И еще — холоднее: он не сказал ей, где. Он сказал ровно столько, чтобы она поняла, что есть что искать и что без него ей этого не достать. Он вложил ей в руки нужду и забрал способ ее утолить, оставив себе. Он не предлагал помощи. Он просто показал ей запертую дверь и дал понять, у кого ключ.

Точно так же, мелькнуло у Эвы, как он подошел к ней не где-нибудь, а ровно у той стены, о которую она час билась. Будто знал, что она будет биться.
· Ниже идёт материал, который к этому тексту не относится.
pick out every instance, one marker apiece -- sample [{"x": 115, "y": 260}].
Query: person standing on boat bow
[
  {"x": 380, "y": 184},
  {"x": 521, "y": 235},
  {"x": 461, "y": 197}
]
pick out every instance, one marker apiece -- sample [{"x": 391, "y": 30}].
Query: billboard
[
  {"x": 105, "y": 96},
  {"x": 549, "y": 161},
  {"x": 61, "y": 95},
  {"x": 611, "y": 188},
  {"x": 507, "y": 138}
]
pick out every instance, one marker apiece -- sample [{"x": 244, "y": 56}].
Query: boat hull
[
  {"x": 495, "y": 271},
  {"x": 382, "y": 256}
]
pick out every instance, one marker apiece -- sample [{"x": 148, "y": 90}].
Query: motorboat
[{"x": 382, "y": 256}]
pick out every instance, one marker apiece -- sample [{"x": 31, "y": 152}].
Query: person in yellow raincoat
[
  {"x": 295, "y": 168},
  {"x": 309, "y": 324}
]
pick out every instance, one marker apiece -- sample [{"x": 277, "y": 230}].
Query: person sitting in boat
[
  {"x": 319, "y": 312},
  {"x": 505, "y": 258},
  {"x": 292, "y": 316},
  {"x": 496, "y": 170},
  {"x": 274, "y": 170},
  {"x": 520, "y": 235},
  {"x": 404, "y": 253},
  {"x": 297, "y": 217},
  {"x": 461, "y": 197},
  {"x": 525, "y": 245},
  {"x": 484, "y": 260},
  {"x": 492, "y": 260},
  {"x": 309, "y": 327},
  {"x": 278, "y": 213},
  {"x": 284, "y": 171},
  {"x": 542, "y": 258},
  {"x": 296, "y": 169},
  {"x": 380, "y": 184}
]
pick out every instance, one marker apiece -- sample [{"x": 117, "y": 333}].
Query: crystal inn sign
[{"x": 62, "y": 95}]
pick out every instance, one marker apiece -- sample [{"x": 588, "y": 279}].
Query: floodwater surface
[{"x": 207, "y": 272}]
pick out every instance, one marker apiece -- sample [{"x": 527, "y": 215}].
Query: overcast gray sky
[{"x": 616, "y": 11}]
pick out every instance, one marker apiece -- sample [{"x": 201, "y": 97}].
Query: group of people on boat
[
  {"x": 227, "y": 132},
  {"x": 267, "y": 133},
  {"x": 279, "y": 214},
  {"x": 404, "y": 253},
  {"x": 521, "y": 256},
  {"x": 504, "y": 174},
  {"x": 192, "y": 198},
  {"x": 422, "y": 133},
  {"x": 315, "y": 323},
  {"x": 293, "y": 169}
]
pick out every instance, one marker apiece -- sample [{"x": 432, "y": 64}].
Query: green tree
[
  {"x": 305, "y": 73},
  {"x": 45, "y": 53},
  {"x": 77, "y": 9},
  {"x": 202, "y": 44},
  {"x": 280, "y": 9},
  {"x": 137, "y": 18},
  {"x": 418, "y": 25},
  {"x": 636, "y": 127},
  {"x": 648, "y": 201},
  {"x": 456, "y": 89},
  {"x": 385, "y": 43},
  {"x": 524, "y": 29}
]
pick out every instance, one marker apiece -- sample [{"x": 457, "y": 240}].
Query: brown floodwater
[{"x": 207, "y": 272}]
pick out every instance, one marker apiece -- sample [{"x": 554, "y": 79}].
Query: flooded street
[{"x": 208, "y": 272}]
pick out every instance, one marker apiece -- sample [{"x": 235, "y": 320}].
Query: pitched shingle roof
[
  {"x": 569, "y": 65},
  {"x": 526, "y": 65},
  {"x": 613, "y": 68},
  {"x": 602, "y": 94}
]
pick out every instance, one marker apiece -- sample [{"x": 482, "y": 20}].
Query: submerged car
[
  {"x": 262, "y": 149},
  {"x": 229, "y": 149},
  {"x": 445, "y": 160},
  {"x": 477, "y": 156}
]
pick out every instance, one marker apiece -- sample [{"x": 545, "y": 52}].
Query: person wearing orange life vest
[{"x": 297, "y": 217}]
Будто знал, что она придет сюда, и злиться будет здесь, и будет готова взять любой ключ из любой руки.

Будто все это уже было где-то записано, и она прочла свою реплику вслух.

Эва сидела за столом в гудящей библиотеке, среди уходящих в темноту книг, и впервые с той ночи думала не о том, кто убил Вивиан Астье.

Она думала о том, не ведут ли ее к этому за руку.

Глава 7. Приманка

Записку она нашла в кармане.

Эва вернулась к себе уже в сумерках, все еще перебирая в голове разговор в библиотеке, все еще слыша его последнее «такие, как она, не держат важное там, где его станут искать», — и, стягивая пальто, машинально сунула руку в боковой карман и наткнулась на то, чего там не было утром.

Сложенный вчетверо лист плотной бумаги. А в нем, завернутый, чтобы не звякнул, — тяжелый старинный ключ.

Эва застыла с пальто в руках.

Карман был внутренний, под полой, наглухо. Она надевала это пальто утром, в комнате, и не снимала весь день — в библиотеке оно было на ней. Никто к ней не подходил вплотную. Никто не касался ее — а Эва, которая всю жизнь чувствовала людей раньше, чем они приближались, которая по дрожи воздуха угадывала чужую руку за полшага, точно знала: за весь день к ней никто не подошел настолько близко, чтобы залезть в карман под полой пальто. И все же ключ был там. Лежал, теплый от ее собственного тела, словно пролежал в кармане весь день.

Можно было сунуть руку в закрытый карман, не открывая его. Можно было положить вещь туда, куда нельзя дотянуться, не потревожив ни складки. Эва знала, чья это магия, — знала с той же холодной точностью, с какой узнала в ту ночь мертвую петлю. Пространство. То самое, от которого у нее кружилась голова за библиотечным столом, когда тени ложились не туда. Кристиан Вейер не подходил к ней близко. Ему не нужно было. Он просто решил, что записка будет у нее в кармане, и она там оказалась.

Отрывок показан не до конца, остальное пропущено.